Herman, yang terlahir sebagai anak tertua, dari delapan bersaudara. Merasa memiliki tanggung jawab besar untuk dapat membantu kehidupan keluarga yang terbilang sederhana dan banyak keterbatasan saat itu.
"Jadi jualan itu untuk hidup, apalagi saya anak tertua, ayah saya telah meninggal, saat adik saya paling bungsu baru berusia satu tahun lebih. Itu juga yang membuat saya tidak betah di Jakarta,"katanya.
Politikus PDI-Perjuangan ini mengakui, saat itu kehidupanya serba sederhana, karena jauh dari hiruk pikuk perkotaan, karena tinggal di dusun yang jauh dari pembangunan.

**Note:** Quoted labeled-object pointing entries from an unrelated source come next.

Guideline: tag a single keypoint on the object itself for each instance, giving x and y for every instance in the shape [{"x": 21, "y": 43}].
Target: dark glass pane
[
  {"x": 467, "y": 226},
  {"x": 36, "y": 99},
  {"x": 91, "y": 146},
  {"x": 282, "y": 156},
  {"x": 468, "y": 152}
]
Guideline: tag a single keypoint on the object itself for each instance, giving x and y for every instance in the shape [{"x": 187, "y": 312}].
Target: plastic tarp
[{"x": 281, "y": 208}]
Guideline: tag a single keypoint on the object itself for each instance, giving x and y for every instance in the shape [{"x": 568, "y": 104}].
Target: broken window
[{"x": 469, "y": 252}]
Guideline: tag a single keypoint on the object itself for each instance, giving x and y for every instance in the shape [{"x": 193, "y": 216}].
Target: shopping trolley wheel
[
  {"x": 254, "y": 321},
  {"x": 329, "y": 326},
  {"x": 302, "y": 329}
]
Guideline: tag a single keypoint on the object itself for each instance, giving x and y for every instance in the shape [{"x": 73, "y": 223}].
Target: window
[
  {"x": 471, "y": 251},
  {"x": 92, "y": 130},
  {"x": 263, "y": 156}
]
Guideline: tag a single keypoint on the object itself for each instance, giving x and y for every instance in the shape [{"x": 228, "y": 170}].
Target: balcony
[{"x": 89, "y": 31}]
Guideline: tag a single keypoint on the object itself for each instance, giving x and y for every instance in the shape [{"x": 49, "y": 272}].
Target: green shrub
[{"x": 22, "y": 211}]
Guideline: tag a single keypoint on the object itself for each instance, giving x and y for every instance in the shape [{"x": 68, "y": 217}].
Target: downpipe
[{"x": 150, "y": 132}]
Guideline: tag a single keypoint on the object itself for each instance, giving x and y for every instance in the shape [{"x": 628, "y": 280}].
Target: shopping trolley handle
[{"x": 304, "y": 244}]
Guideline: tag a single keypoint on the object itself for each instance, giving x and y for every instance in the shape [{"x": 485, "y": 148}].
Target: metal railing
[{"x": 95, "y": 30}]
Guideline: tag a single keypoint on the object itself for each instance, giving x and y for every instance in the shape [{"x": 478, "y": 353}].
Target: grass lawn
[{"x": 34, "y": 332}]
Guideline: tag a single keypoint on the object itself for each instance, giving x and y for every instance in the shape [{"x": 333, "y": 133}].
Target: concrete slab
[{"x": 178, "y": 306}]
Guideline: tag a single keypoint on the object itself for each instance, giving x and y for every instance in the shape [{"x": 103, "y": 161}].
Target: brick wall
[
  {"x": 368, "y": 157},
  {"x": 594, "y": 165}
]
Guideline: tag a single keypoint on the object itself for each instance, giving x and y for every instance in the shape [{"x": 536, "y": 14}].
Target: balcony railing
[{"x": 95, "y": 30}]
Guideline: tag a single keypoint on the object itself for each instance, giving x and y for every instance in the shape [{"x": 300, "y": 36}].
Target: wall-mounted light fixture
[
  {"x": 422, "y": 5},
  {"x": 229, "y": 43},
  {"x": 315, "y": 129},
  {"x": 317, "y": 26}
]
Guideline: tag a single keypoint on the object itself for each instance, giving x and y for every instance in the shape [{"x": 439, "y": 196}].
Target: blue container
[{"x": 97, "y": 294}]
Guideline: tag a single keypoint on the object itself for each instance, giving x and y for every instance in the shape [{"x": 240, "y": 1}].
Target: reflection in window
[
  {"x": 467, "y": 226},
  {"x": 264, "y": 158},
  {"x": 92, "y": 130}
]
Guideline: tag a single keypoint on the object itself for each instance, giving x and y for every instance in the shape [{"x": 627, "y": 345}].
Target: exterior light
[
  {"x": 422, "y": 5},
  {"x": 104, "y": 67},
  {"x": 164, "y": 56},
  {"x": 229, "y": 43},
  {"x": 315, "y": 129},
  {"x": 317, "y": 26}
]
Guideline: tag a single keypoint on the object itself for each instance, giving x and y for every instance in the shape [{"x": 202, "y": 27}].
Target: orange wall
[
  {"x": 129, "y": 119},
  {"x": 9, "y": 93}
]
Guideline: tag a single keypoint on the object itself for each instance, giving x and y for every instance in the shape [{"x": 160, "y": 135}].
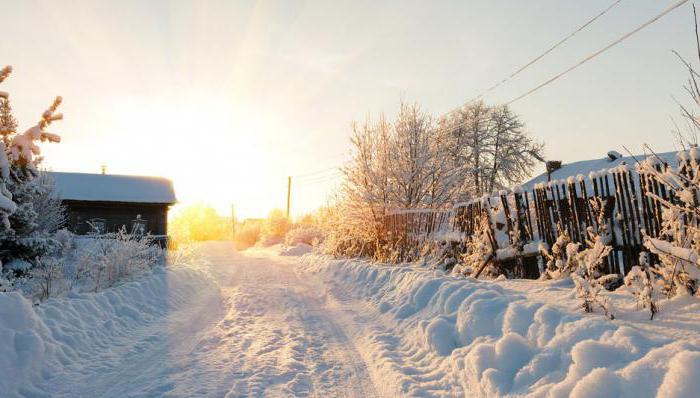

"Karena kami hidup dalam keluarga yang serba kekurangan, apalagi dusun tempat saya tinggal dulunya belum tersentuh pembangunan," katanya.
Awal masuk ke dunia politik berawal dari, hobi Herman yang suka berbicara dengan banyak masyarakat.
Yang memutuskanya ingin masuk dalam partai politik, menjadi anggota PDI Perjuangan, hingga beberapa jabatan di partai sempat didudukinya.
"Saya kebetulan punya hobi berbicara, sehingga saat itu melihat PDI Perjuangan sebagai partai oposisi, bisa membenahi negeri ini, termasuk di lingkungan saya. Tetapi kalau saya tidak masuk rana itu bagaimana saya bisa menyuarakan aspirasi masyarakat," kata Herman.
Karena alasan itu, Herman maju mencalonkan menjadi DPRD dapil Pemali-Bakam pada 2004 dan awal mulanya ia menjadi anggota DPRD Kabupaten Bangka.
Selama berkampanye, Herman mengatakan tidak banyak memiliki modal uang, ia hanya meminta warga memilihnya dengan datang langsung ke setiap rumah yang ada di lingkungan tempat tinggal.
"Saya kampanye door to door, saya hanya minta tolong kepada masyarakat untuk memilih saya dan Alhamdulilah dipercayakan hingga tiga peroide.
Saya juga waktu itu hanya seorang penjual molen, modal apa seorang pedagang molen. Jangankan mobil, motor saja saat itu saya tidak punya, dipinjamkan adik saya," jelasnya.